The obesity-prevention project will piggyback on ECFE. “We’ll be engaging with parents on more than five-a-day,” says French, referring to the recommended serving of fruits and vegetables. “Limiting screen time, promoting activity, good nutrition—it’s all about the healthy child.” And the researchers will leverage ECFE advocates’ home visits with families.
French is excited that the project is funded for seven years because “obesity is complicated.” She is optimistic that this multi-pronged project targeting preschoolers will result in many of them avoiding obesity—and the concomitant lifelong health problems. She and Sherwood, with their research partners, hope they can bend the trend toward healthier habits.
Lacking health insurance, lacking access
Disparities in health insurance coverage by age, household income, and race or ethnicity— as well as a surprising increase in the number of uninsured children—have been documented by recent studies carried out by the University of Minnesota’s State Health Access Data Assistance Center (SHADAC).
“The expansions to health insurance coverage, passed as part of the Affordable Care Act, will help relieve these disparities,” says Lynn Blewett, principal investigator for SHADAC, based in the School of Public Health and funded by the Robert Wood Johnson Foundation.
“For democracy to work, you need a good political debate informed by reliable and unbiased data—and that’s what we do,” Blewett says.
A recent SHADAC study found that, nationwide, children who were more likely to lack insurance were more likely to be 14 years old or older, non-white or Hispanic, or live in the lowest income households. Children without health insurance may lack access to care—and may be sicker when they do seek care, often resulting in higher health care costs.
“There’s been a concerted effort in this country to provide affordable health insurance coverage for all children,” Blewett says. “Both sides of the aisle supported the initial passage of the Children’s Health Insurance Program in 1997 and reauthorization passed in 2009. But despite CHIP and the Medicaid program, which cover more than 20 million children in United States, there are still 9 million children without health insurance.”
SHADAC found that in Nevada, 21 percent of children still lack health insurance, compared with 2 percent in Massachusetts, a state that has initiated comprehensive health insurance reform. In Minnesota, coverage gaps are substantial. Even though only 6 percent of Minnesota’s children are uninsured, Hispanic children in the state are five times more likely than whites to be uninsured.
Blewett also cites estimates within a recent report released by the U.S. Census Bureau, written by SPH alum Annie Mach, that found a statistically significant increase in uninsured children in Minnesota and Alaska between 2008 and 2009—while all other states have stayed steady or increased levels of coverage.
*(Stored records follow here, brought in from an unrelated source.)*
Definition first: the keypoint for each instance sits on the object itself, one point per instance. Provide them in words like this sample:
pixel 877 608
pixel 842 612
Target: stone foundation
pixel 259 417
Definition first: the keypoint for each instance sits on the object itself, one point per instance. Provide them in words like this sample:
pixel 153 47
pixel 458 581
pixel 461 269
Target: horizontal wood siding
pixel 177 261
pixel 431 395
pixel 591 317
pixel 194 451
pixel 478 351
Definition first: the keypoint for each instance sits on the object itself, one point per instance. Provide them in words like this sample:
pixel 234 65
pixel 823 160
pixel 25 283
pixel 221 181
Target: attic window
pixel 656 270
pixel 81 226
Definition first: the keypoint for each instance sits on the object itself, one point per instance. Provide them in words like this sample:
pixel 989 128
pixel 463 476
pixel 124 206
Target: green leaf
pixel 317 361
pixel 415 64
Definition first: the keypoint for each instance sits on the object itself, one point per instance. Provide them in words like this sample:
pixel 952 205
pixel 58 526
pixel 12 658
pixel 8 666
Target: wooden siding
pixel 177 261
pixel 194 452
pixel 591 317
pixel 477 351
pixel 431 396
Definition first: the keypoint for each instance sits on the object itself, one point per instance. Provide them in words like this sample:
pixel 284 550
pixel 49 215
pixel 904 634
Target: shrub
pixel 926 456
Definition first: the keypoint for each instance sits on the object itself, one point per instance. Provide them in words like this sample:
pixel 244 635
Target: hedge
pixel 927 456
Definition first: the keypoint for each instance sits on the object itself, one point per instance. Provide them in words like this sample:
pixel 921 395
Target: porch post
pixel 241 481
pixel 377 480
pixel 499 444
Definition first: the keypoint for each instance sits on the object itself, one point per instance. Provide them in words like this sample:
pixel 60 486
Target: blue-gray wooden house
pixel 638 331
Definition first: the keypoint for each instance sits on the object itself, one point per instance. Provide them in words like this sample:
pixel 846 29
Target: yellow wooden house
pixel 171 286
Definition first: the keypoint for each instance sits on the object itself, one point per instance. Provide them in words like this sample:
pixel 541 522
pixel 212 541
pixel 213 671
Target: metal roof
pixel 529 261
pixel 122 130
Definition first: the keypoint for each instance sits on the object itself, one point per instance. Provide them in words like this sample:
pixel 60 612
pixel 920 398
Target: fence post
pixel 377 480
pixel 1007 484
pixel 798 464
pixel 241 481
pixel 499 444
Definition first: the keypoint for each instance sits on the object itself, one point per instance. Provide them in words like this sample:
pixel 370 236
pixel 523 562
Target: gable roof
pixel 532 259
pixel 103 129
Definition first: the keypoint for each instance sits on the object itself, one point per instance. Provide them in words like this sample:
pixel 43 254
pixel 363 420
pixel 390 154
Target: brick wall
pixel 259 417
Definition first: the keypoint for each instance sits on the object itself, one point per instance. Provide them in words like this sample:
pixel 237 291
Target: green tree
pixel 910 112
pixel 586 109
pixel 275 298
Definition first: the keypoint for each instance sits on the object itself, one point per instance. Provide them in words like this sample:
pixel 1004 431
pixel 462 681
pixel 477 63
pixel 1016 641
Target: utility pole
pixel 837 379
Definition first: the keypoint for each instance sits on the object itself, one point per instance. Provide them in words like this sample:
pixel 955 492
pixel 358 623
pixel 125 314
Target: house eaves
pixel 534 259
This raises additional concerns for children’s coverage in Minnesota.
Blewett believes that more attention should be placed on getting children enrolled in the programs they are eligible for and in reducing the gaps in coverage. “Numbers do drive policy,” she says, “and our goal is to drive the best outcome that we can.”
Seeking better outcomes and brighter futures for children are goals for Blewett, French, Demerath, McGovern, and their colleagues. They are working with policymakers, community members, and parents to prevent some of the health problems children face today—and to ensure a healthier future for the next generation.